Lessons are taught to mixed ability form groups and each form will be allocated one teacher for all their Science lessons each year, there are seven lessons per fortnight. The course is divided into topics based in Biology, Chemistry and Physics. The lessons are aimed to enhance their knowledge and practical skills; to prepare them effectively for the next stage.

Year 9 to 11 (the GCSE years)

We start teaching the GCSE courses in Year 9 – we teach separate subjects of Biology, Chemistry and Physics delivered (where possible) by subject specialists. Each subject follows the OCR course and each subject is allocated four lessons per fortnight. At the end of Year 9 students will opt to either continue with the three separate GCSE courses (GCSE Biology, GCSE Chemistry and GCSE Physics) and will have six lessons per subject per fortnight or will switch to GCSE Combined Science – a course which still has elements of Biology, Chemistry and Physics but is the equivalent of two GCSEs which continues with four lessons per subject per fortnight.

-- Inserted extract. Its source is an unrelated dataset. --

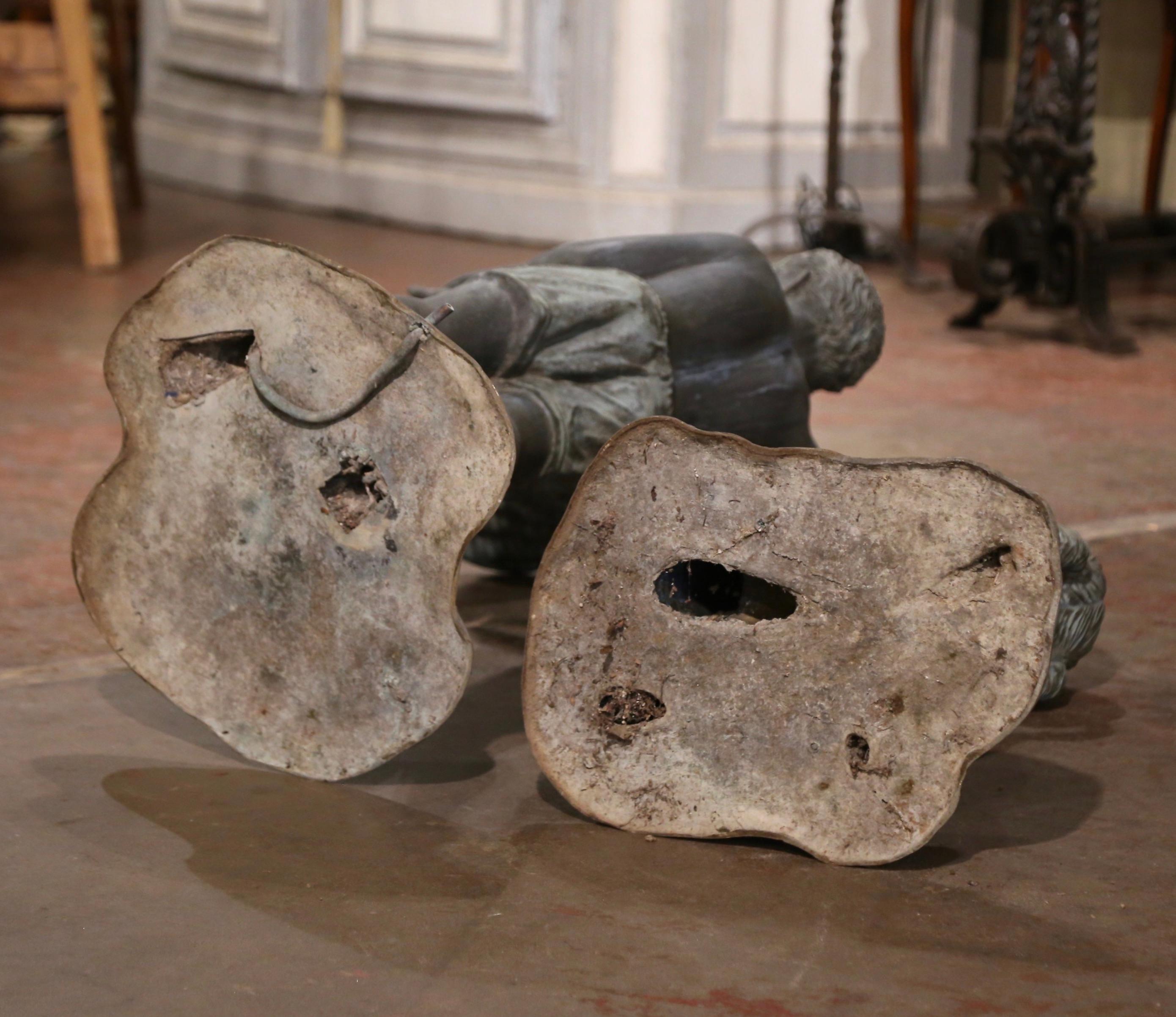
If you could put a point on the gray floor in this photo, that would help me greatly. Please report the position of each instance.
(148, 870)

Year 12 and 13 (the A-level years)

At Talbot Heath we offer AS and A level courses in Biology, Chemistry and Physics. Each course is following the OCR specifications and is allocated eleven lessons per fortnight for each subject. These courses build on the GCSE course, still retaining a practical component (this is assessed and reported alongside the A-level).


Psychology is the scientific study of cognition and behaviour. Psychologists study both humans and animals to find out how the mind works and why we act as we do. The subject is increasingly popular with students at Talbot Heath, many of whom go on to study it at university.

Psychology is a wide-ranging subject that covers a real diversity of topic areas that can apply to everyday life. Students may learn some useful revision techniques when they study theories of memory and explanations of forgetting. They will learn about the functions of different areas of the brain and about current advances in neuroscience. They can gain insight into a range of psychological conditions, such as arachnophobia, OCD or schizophrenia, and they will learn about the drugs and therapeutic programmes used to alleviate the symptoms of these conditions. They will study offender profiling and learn about explanations for criminal behaviour as part of forensic psychology.

An A level in Psychology will complement other subjects by providing students with opportunities for essay-writing, critical analysis and debating. Students will also learn about the principles of scientific research as they design and conduct their own experiments, and collect and analyse data from questionnaires or observations. Because Psychology involves extended writing, statistical analysis and an understanding of the nervous system, it is suited to students who are confident in English, Maths and Biology.

Psychology A level can provide the basis for many degree courses, including Experimental Psychology, Neuroscience, Philosophy, Sports Science, and Criminology. Careers available to Psychology graduates include Forensic Psychology, Clinical Psychology, Educational Psychology, Sports Psychology, Counselling, and Human Resources.